West Virginia’s State School Chief Will Resign at End of School Year


West Virginia State Superintendent of Schools, Dr. Michael Martirano, announced Tuesday that he will resign his position on June 30, 2017.

He wants to move closer to his family in Maryland, a press release from the West Virginia Department of Education announced.  His wife passed away earlier this year.

“After much consideration and heartfelt discussion with my family, I have decided to resign my position as the State Superintendent of West Virginia,” Martirano said. “The past two years have been the most rewarding of my career and I could not be more proud of the work we’ve accomplished on behalf of our young people. Unfortunately, I have been challenged with personal family matters outside of my control and it is necessary for me to move closer to my family and my children and seek employment opportunities near them. It has been a pleasure and privilege to serve as West Virginia’s Superintendent and I would like to thank our State Board for being my partner in education and for their confidence and support.”

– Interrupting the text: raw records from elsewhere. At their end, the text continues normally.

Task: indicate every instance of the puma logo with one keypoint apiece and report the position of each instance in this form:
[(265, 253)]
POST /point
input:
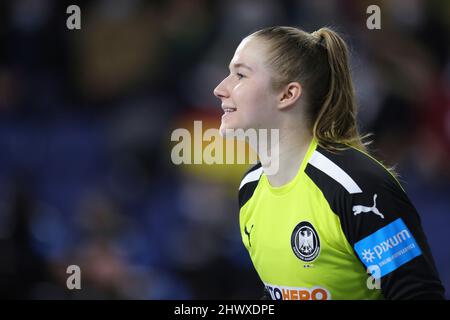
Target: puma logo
[(248, 234), (362, 209)]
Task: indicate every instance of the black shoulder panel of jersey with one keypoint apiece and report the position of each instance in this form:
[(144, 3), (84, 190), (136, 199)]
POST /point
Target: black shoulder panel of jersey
[(246, 191), (380, 203)]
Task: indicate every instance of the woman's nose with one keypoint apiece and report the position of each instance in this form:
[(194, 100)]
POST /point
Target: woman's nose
[(220, 91)]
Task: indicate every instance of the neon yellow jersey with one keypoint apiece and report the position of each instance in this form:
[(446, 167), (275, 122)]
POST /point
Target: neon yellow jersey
[(321, 235)]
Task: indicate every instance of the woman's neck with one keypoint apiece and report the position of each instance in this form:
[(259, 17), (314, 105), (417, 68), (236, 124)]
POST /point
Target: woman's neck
[(288, 154)]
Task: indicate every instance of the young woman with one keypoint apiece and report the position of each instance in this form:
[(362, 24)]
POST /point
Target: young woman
[(332, 222)]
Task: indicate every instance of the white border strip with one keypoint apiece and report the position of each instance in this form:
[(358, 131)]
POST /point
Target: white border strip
[(327, 166), (252, 176)]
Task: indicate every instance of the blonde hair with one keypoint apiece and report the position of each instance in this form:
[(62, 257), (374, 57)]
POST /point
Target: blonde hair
[(319, 62)]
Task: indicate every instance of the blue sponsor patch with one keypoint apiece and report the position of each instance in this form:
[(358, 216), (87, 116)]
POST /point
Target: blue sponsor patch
[(389, 248)]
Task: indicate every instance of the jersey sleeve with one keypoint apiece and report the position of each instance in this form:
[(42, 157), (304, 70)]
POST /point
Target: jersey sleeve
[(385, 231), (379, 222)]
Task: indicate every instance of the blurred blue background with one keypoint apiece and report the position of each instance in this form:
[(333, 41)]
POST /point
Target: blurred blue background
[(85, 123)]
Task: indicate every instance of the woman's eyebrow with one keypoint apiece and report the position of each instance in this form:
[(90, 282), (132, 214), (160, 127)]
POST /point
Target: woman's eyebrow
[(237, 65)]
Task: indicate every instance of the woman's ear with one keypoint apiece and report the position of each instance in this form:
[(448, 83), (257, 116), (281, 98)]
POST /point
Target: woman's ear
[(290, 95)]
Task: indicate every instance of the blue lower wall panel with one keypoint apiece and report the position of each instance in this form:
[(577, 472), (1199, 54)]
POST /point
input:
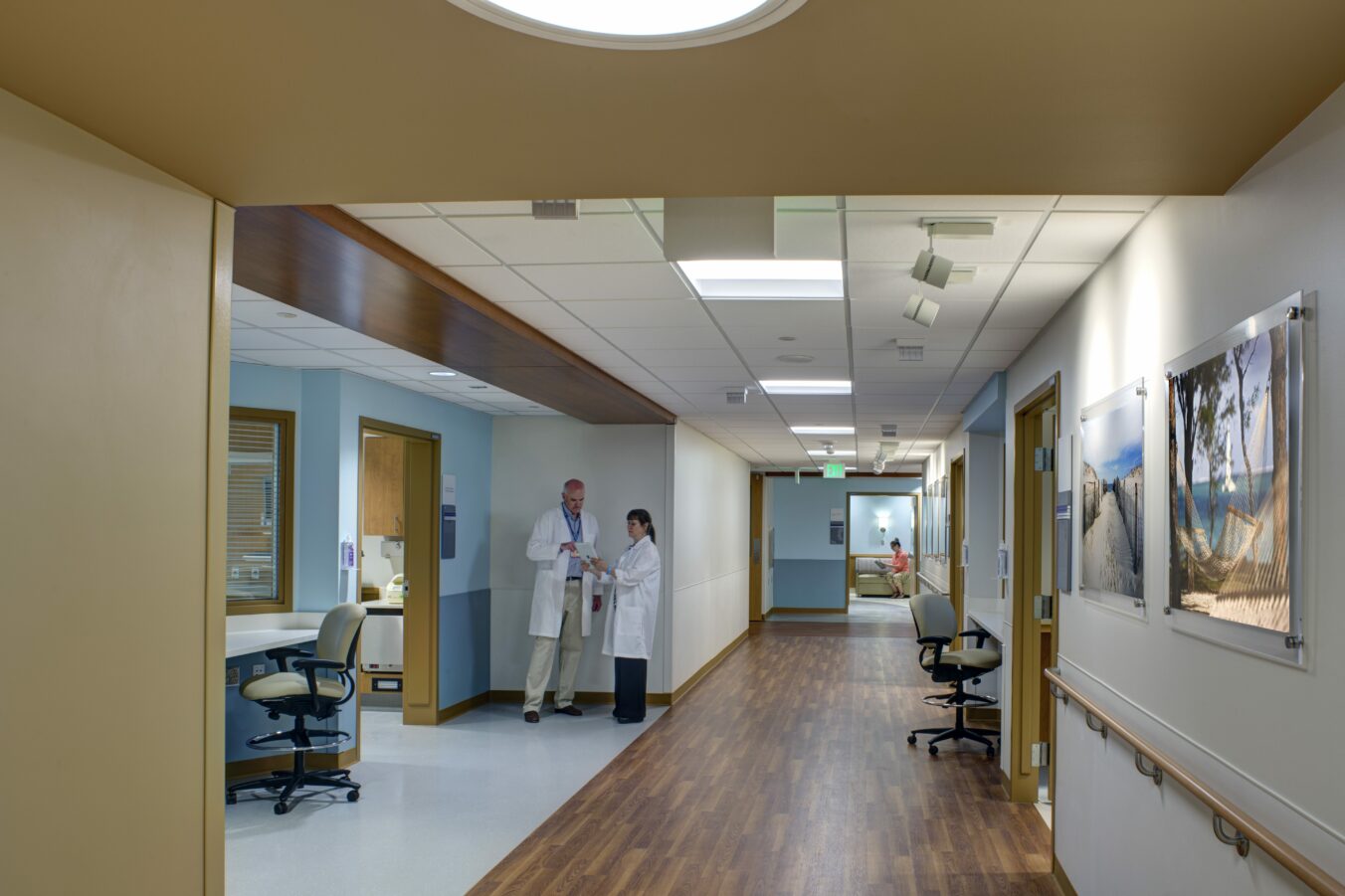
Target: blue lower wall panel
[(810, 583)]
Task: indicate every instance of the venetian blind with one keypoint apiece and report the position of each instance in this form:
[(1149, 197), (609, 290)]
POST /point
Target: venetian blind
[(255, 510)]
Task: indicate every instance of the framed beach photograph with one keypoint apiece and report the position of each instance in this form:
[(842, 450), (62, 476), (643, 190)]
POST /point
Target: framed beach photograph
[(1111, 499), (1234, 468)]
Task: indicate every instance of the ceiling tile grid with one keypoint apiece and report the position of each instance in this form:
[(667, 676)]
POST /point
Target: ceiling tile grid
[(600, 285)]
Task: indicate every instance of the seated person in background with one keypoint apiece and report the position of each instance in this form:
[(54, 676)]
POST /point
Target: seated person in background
[(900, 576)]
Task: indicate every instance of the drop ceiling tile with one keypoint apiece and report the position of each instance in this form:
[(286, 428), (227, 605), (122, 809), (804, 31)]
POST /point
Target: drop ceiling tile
[(377, 373), (386, 358), (388, 210), (1038, 292), (1081, 236), (543, 315), (637, 338), (294, 358), (807, 235), (257, 338), (898, 237), (646, 312), (805, 339), (432, 240), (268, 315), (821, 357), (579, 339), (790, 317), (948, 205), (591, 239), (1107, 203), (607, 281), (495, 282), (726, 374), (333, 338)]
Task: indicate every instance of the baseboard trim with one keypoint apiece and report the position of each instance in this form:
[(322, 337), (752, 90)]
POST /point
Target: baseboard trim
[(1057, 873), (462, 706), (678, 693), (282, 762)]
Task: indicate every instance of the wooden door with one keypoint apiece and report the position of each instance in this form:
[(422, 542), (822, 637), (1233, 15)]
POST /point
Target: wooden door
[(755, 546)]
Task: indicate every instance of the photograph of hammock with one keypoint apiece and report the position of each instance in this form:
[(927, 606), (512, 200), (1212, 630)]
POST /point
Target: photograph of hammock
[(1229, 465), (1112, 494)]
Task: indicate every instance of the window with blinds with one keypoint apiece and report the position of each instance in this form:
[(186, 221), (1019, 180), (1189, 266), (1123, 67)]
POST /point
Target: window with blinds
[(259, 509)]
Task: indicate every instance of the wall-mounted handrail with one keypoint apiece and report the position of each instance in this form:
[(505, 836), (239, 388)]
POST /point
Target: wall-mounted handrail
[(1246, 830)]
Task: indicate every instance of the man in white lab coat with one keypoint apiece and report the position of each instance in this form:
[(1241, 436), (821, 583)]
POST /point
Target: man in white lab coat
[(560, 610)]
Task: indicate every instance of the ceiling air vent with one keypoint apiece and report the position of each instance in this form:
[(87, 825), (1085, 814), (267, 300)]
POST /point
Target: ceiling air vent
[(909, 350), (556, 209)]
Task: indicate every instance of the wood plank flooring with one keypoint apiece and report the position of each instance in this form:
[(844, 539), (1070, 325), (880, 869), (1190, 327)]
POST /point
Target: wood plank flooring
[(787, 771)]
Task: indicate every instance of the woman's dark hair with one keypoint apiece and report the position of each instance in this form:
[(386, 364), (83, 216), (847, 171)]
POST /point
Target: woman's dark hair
[(643, 518)]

“It is with a heavy heart that I accept Dr. Martirano’s resignation,” said State Board of Education President Mike Green. “Dr. Martirano has done an outstanding job as our State Superintendent, has had positive impact on the state’s educational system and has mapped out a clear path for continuous improvement. Under his leadership, we have codified our College and Career Readiness Standards, we finally have a consistent and continuous assessment and accountability system plus our students have shown gains in proficiency on assessments.”

Martriano has been a roadblock to good Common Core repeal legislation and instead led a rebranding of the standards.

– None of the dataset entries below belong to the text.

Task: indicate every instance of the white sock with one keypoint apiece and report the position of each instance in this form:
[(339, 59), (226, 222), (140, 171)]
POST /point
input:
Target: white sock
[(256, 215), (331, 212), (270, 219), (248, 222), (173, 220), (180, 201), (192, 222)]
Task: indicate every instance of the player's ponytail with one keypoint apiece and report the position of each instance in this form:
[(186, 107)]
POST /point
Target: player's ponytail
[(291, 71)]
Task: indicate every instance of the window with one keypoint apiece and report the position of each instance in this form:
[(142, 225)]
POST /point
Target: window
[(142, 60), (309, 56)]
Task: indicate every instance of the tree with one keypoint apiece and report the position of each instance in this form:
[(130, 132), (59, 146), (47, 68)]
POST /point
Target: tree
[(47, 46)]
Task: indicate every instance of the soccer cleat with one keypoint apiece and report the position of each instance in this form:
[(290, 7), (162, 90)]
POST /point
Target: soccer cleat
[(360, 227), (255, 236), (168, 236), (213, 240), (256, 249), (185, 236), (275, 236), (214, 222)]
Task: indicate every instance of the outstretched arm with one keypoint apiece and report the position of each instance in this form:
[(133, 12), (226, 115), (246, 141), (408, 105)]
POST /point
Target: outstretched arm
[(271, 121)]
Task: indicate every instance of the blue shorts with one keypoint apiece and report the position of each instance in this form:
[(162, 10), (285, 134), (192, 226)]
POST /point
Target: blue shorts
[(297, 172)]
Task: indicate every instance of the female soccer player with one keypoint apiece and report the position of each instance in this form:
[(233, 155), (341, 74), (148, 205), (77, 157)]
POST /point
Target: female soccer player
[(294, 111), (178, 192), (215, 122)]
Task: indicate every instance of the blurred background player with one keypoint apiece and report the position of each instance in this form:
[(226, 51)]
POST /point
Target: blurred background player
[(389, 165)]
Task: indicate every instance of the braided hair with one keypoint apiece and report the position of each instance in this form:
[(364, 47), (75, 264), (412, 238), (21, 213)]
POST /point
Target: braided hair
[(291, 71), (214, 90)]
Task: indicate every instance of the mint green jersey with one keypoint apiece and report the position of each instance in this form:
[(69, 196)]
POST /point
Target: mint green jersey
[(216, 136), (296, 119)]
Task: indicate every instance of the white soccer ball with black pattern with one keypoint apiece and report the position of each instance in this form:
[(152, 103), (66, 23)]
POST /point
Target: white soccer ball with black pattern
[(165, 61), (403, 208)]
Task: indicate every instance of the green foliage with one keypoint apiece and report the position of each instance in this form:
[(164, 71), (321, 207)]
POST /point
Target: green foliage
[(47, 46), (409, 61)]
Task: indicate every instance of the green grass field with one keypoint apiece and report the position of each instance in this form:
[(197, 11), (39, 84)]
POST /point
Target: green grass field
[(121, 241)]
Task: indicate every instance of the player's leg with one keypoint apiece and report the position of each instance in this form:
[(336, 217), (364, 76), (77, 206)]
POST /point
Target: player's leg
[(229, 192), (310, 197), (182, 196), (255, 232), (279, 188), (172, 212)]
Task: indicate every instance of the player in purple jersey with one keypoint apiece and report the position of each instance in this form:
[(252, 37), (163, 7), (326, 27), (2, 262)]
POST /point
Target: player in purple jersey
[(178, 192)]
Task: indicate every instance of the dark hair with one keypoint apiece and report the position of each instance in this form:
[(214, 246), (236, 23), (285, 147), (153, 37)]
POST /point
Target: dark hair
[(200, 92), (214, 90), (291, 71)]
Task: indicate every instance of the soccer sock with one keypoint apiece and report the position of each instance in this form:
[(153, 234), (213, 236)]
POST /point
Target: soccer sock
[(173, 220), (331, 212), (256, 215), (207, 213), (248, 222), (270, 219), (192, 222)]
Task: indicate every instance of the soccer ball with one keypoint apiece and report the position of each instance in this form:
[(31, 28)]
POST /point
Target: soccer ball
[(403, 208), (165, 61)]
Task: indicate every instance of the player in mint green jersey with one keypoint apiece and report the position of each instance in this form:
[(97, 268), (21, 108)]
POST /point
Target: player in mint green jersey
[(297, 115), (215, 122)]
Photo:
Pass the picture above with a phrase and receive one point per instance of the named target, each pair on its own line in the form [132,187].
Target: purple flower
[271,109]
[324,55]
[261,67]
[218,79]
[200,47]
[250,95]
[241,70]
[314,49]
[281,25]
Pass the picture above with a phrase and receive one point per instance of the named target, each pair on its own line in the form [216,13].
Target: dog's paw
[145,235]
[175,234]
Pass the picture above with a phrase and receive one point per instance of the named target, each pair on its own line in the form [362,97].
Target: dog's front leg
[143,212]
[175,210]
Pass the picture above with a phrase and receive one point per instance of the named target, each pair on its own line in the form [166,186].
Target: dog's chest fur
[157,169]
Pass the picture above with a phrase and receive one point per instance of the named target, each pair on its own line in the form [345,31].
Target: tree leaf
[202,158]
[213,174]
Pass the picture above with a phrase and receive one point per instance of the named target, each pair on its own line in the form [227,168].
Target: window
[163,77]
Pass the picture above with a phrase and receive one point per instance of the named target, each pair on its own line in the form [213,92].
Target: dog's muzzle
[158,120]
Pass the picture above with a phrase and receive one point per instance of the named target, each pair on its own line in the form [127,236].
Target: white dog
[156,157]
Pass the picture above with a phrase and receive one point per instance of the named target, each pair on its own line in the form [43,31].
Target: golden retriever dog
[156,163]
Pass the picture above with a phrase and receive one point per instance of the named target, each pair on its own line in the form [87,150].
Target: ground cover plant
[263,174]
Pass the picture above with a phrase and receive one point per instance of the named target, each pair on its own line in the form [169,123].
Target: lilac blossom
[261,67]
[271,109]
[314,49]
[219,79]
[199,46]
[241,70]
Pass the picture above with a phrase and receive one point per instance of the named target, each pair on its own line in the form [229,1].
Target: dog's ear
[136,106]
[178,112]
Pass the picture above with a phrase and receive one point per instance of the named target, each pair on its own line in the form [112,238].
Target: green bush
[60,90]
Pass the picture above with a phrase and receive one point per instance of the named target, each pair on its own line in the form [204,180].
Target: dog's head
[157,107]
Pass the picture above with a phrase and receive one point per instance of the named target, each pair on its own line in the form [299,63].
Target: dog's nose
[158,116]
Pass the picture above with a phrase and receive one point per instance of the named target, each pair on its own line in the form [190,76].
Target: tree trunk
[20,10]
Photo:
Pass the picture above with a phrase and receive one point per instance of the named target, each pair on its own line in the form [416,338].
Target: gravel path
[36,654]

The Charleston Gazette-Mail reports:

Much of the public education debate during his tenure has been focused on Common Core education standards and the Smarter Balanced end-of-year standardized testing, as well as the Legislature’s efforts to dump both of them.

Last school year, his department led a special review of the state’s Common Core standards that didn’t result in many changes, although Martirano still argues that the state’s standards no longer are based on the Common Core national standards blueprint. In that “Academic Spotlight” review of the standards, more than 90 percent of the more than 240,000 online comments from more than 5,000 individuals supported the standards, and although the website accepted comments from anyone over 18, self-identified West Virginia K-12 teachers were responsible for 91 percent of the comments.

Mountain State lawmakers, while highly critical of the Common Core standards, which also have been controversial in other states, offered few specifics about exactly why they dislike the standards.

In another review Martirano initiated that hasn’t led to much change, a majority of members of the Commission on Assessment he formed favored moving away from Smarter Balanced, but Martirano, who originally tried to keep the public out of the commission’s meetings before reversing course, never released official “final recommendations” from the group, and the state will continue using Smarter Balanced this school year.